L’amore vissuto, diversamente da quello che fa il pur volenteroso Apatow, va oltre il genere, oltre la narrazione, e appartiene piuttosto a un limbo indistinto dove il senso di realtà influenza ogni sensazione e dove la familiarità tra i personaggi e lo spettatore conta più di qualsiasi aspetto formale del cinema stesso. E infatti Before Midnight rinuncia a qualsiasi tipo di costruzione che non riguardi ciò che succede dentro l’inquadratura e non coinvolga i soggetti dell’amore stesso, i corpi e le teste parlanti dei due innamorati, accettando il peso (altrimenti difficile da tollerare) di un’ambientazione mediterranea da ufficio turistico, di una musichetta da filmino delle vacanze e di stacchi di montaggio da sitcom.
A contare sono lo snodarsi della dolorosa banalità di ogni relazione che funzioni e ogni tanto si intoppi, l’interazione naturale tra Hawke e la Delpy, la consapevolezza di saperli fittizi e il desiderio di averli per veri; soprattutto, a contare è la normale eccezionalità di un’esperienza uguale a milioni di altre nella vita vera. Ma non è la vita, e anche qui lo sappiamo fin troppo bene: è il miracolo di un amore che si rende visibile e credibile. Cosa che solo il cinema può mettere in scena, avendo dalla sua il tempo e i corpi.
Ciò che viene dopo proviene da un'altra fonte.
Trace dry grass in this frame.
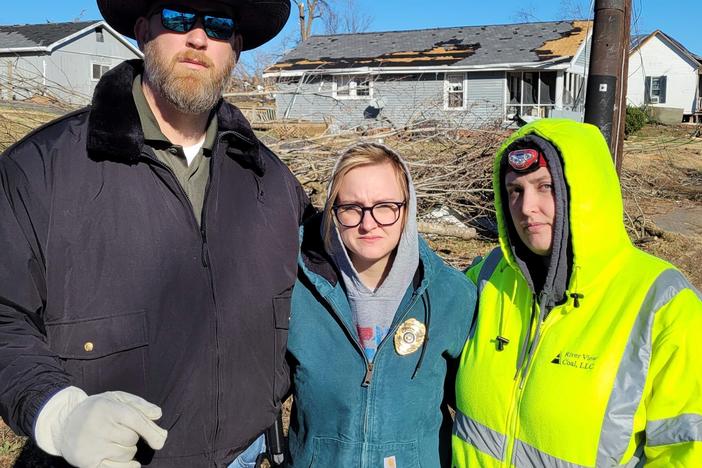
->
[0,109,702,468]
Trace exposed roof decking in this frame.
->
[266,21,592,73]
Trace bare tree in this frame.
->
[336,0,373,33]
[297,0,329,41]
[297,0,373,41]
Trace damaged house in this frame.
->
[264,21,592,128]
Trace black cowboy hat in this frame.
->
[97,0,290,50]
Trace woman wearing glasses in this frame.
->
[288,143,475,468]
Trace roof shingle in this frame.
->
[267,21,592,72]
[0,20,99,49]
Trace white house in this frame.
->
[264,20,592,128]
[0,21,142,104]
[627,30,702,120]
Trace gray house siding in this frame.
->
[276,72,505,128]
[47,30,137,102]
[573,37,592,68]
[0,54,48,100]
[0,24,138,105]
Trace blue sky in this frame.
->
[0,0,702,59]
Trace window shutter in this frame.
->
[644,76,651,104]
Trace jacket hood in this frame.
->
[492,119,631,291]
[87,60,265,176]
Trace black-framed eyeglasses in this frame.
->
[161,7,236,41]
[332,202,406,227]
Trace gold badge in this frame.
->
[394,319,427,356]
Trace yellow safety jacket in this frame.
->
[453,119,702,468]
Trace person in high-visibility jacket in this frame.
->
[453,119,702,468]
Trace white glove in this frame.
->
[34,387,168,468]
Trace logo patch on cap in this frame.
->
[507,149,546,172]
Before Midnight realizza così il sogno di una finzione che dura il tempo di una vita e di un cinema che può vivere oltre se stesso, ricominciando ogni volta non da capo, ma un poco più avanti della volta precedente, nove anni fa con il ritrovamento dopo l’abbandono e ora con la normalità del quotidiano. Non c’è bisogno di raccontare nulla, se non la dinamica di una coppia che gestisce la propria vita come milioni di altre e proprio per questo, per essere credibile, non può e non deve separarsi. Altrimenti, addio alla credibilità e al sogno. Addio, soprattutto, a quello stato di grazia dove il desiderio incontra il senso di realtà, unendo su un solo piano il massimo della finzione con il massimo della banalità.